What Modelling Doesn't Mean
A few things worth being clear about:
- It does not require performing virtue at all times. Children read performed virtue and find it less convincing than imperfect honesty.
- It does not require never showing strong feelings. Children of parents who show and regulate strong feelings do better than children of parents who show no feelings.

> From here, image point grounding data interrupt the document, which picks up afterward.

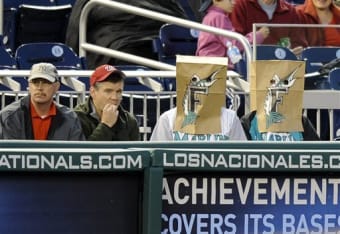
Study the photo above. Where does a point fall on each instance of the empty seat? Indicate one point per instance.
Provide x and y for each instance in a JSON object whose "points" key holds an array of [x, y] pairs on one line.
{"points": [[140, 83], [334, 80], [9, 28], [41, 23], [316, 57], [174, 40], [59, 54]]}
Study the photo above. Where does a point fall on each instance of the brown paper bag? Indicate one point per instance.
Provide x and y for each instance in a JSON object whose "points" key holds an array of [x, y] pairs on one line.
{"points": [[276, 92], [201, 92]]}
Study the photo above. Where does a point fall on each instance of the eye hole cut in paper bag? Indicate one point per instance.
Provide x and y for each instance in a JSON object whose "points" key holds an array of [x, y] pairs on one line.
{"points": [[276, 92], [201, 92]]}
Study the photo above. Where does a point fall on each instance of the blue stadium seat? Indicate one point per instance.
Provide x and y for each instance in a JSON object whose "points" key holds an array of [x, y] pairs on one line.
{"points": [[9, 28], [59, 54], [267, 52], [140, 83], [41, 23], [174, 40], [64, 2], [334, 80], [12, 3]]}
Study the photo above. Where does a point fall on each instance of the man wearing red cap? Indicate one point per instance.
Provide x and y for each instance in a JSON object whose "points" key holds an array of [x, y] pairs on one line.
{"points": [[102, 117]]}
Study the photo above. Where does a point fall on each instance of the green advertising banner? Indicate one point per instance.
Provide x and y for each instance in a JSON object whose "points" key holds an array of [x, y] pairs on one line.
{"points": [[55, 159], [248, 159]]}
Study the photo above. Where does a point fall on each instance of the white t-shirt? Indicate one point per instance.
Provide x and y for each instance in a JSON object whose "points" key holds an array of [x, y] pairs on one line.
{"points": [[230, 123]]}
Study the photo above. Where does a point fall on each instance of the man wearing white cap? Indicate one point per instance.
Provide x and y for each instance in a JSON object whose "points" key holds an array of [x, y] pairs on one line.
{"points": [[37, 116]]}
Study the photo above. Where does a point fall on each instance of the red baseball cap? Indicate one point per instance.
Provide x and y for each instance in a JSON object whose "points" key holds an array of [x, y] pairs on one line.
{"points": [[102, 72]]}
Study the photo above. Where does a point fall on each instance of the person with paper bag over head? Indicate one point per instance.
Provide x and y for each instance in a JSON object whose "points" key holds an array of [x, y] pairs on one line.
{"points": [[201, 113], [276, 98]]}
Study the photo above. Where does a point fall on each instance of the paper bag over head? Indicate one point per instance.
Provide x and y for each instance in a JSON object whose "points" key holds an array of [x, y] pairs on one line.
{"points": [[276, 93], [201, 92]]}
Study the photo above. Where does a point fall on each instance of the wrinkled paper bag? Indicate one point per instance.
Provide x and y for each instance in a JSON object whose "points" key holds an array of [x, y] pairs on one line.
{"points": [[201, 92], [276, 92]]}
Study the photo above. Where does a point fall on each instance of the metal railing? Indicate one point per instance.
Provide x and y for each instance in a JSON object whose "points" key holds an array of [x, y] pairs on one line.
{"points": [[85, 46]]}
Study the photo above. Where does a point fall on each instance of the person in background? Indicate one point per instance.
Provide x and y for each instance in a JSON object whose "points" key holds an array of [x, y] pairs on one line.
{"points": [[217, 15], [248, 12], [231, 128], [321, 12], [36, 116], [102, 117]]}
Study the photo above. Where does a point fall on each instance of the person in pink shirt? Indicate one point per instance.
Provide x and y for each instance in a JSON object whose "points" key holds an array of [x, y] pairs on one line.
{"points": [[321, 12], [248, 12], [217, 15]]}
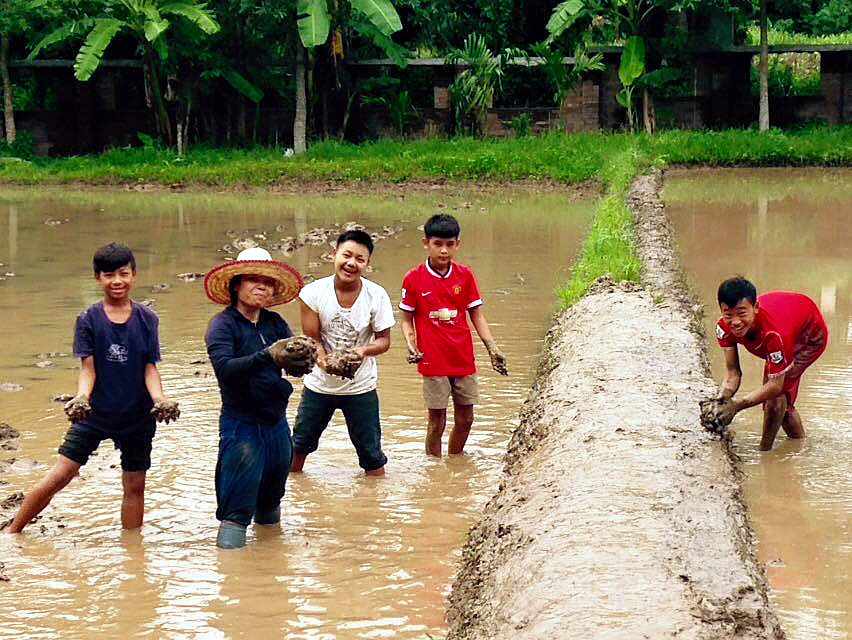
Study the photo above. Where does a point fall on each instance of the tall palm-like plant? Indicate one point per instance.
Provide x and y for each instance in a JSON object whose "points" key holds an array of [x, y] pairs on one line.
{"points": [[147, 21], [472, 92]]}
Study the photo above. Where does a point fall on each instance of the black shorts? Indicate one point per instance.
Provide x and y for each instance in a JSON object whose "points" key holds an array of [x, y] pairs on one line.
{"points": [[134, 442]]}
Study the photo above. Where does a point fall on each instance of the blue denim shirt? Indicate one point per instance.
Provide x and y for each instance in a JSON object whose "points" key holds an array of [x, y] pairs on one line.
{"points": [[250, 383]]}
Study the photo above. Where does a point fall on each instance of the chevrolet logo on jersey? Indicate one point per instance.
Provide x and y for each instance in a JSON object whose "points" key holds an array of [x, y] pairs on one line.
{"points": [[445, 315]]}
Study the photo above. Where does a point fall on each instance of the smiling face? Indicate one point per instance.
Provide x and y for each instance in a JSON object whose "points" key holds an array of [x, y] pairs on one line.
{"points": [[740, 317], [351, 260], [441, 252], [255, 291], [117, 284]]}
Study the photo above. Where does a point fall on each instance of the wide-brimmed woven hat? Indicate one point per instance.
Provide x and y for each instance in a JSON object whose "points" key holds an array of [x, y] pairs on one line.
{"points": [[254, 261]]}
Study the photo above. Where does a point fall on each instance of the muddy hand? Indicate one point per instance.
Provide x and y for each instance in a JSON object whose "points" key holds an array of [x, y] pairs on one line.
{"points": [[166, 411], [498, 362], [78, 409], [297, 355], [344, 363]]}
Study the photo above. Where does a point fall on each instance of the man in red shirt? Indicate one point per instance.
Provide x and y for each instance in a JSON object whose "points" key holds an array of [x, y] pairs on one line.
{"points": [[437, 297], [785, 329]]}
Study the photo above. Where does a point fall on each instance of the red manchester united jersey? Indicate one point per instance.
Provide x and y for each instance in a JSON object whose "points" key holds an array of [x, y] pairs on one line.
{"points": [[782, 323], [440, 305]]}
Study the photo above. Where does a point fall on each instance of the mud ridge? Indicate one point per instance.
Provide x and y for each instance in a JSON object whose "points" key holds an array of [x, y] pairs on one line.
{"points": [[617, 515]]}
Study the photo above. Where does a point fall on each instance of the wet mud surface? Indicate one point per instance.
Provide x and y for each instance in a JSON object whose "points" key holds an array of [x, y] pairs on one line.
{"points": [[618, 515]]}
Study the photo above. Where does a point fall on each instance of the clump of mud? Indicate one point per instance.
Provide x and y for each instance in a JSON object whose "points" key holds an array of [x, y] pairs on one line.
{"points": [[618, 514]]}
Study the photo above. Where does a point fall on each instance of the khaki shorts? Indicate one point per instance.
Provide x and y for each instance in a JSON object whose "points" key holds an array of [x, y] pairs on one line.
{"points": [[437, 390]]}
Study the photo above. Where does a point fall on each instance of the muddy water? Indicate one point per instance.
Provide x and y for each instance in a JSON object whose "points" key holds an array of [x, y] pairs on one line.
{"points": [[355, 557], [787, 229]]}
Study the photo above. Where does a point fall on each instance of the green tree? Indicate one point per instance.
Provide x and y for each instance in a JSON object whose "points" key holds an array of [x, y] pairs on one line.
{"points": [[622, 20], [472, 92], [147, 22], [375, 20]]}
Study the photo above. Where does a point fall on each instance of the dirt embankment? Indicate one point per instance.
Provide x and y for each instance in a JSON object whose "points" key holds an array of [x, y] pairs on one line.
{"points": [[618, 516]]}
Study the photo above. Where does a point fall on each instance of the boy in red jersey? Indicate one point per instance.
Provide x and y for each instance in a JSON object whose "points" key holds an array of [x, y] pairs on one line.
{"points": [[784, 328], [437, 296]]}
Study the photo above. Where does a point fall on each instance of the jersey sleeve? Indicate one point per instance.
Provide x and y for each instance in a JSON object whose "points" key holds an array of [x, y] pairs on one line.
{"points": [[408, 299], [383, 317], [84, 336], [723, 337], [778, 359], [473, 298]]}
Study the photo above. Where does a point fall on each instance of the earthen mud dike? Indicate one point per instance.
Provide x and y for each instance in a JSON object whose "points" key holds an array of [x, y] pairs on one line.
{"points": [[618, 516]]}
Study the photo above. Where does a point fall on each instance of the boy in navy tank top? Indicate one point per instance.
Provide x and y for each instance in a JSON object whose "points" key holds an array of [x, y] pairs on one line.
{"points": [[119, 391]]}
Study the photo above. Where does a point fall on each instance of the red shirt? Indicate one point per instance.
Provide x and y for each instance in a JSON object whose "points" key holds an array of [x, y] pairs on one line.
{"points": [[782, 322], [440, 305]]}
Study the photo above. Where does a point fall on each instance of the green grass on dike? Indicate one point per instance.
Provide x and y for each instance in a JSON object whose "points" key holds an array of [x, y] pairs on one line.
{"points": [[556, 157]]}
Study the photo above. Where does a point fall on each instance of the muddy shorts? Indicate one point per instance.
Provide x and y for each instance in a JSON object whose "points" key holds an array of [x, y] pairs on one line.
{"points": [[809, 347], [134, 442], [361, 412], [438, 389]]}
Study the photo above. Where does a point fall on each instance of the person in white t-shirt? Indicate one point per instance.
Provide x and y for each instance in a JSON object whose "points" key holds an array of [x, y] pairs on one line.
{"points": [[346, 314]]}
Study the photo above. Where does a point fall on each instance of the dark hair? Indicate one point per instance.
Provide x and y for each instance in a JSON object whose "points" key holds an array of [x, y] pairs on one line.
{"points": [[732, 290], [442, 225], [112, 257], [356, 235]]}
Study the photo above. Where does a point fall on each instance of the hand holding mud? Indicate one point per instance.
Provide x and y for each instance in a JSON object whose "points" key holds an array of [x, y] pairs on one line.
{"points": [[717, 413], [297, 355], [414, 356], [78, 409], [343, 363], [498, 361], [166, 411]]}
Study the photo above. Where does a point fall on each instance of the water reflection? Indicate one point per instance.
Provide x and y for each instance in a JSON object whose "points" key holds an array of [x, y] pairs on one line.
{"points": [[355, 557], [787, 229]]}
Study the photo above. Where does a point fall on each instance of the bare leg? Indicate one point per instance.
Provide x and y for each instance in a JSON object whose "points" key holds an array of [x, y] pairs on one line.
{"points": [[435, 431], [462, 422], [133, 501], [298, 462], [37, 499], [773, 415], [792, 424]]}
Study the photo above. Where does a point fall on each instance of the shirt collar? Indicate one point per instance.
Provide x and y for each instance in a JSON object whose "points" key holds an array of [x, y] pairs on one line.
{"points": [[436, 274]]}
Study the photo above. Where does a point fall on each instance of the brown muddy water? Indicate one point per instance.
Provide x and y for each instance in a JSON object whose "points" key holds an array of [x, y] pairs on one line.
{"points": [[786, 229], [355, 557]]}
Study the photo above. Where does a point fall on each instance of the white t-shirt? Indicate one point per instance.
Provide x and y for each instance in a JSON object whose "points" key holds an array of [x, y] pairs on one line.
{"points": [[342, 328]]}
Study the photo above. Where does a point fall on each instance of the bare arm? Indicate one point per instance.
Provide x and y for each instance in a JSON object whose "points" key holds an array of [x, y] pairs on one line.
{"points": [[154, 383], [498, 360], [86, 379], [733, 374], [770, 389]]}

- It does not mean every action is a teaching moment. Constant moralising-while-living is exhausting and breeds resentment. Most modelling is implicit.
- It does not mean you can't have bad days. Bad days plus visible repair is the curriculum, not perfect days.
The bar is "be approximately the kind of person you would like your child to grow into." Most of the time. Visibly imperfect. Repairing when you miss.
A Working Question
When you're noticing a behaviour in your child you don't like, the most useful question to ask is not "how do I correct this in them?" but "where did they observe this?" Sometimes the answer is the playground or older cousins. Often, surprisingly often, the answer is your own kitchen, six weeks ago, when you were tired.
This is not a guilt-trip. It is a working diagnostic. The behaviour you want to see in your child six months from now is the one you start demonstrating now, even imperfectly, even when you don't think they're watching. The cumulative effect across years is not subtle.
The good news: you do not need to be a different person. You need to be more visibly the version of yourself you would want them to become. That target is closer than guilt-driven parenting culture tends to suggest, and considerably closer than "do as I say."
Key Takeaways
The most awkward finding in parental modelling research, repeated across decades, is that children copy the behaviour they observe much more reliably than the behaviour they are instructed to perform. The instruction is heard once; the behaviour is observed thousands of times. Andrew Meltzoff's neonatal-imitation work at the University of Washington showed infants imitating facial expressions within 42 minutes of birth. Imitation is not a habit children acquire; it is the operating system they arrive with.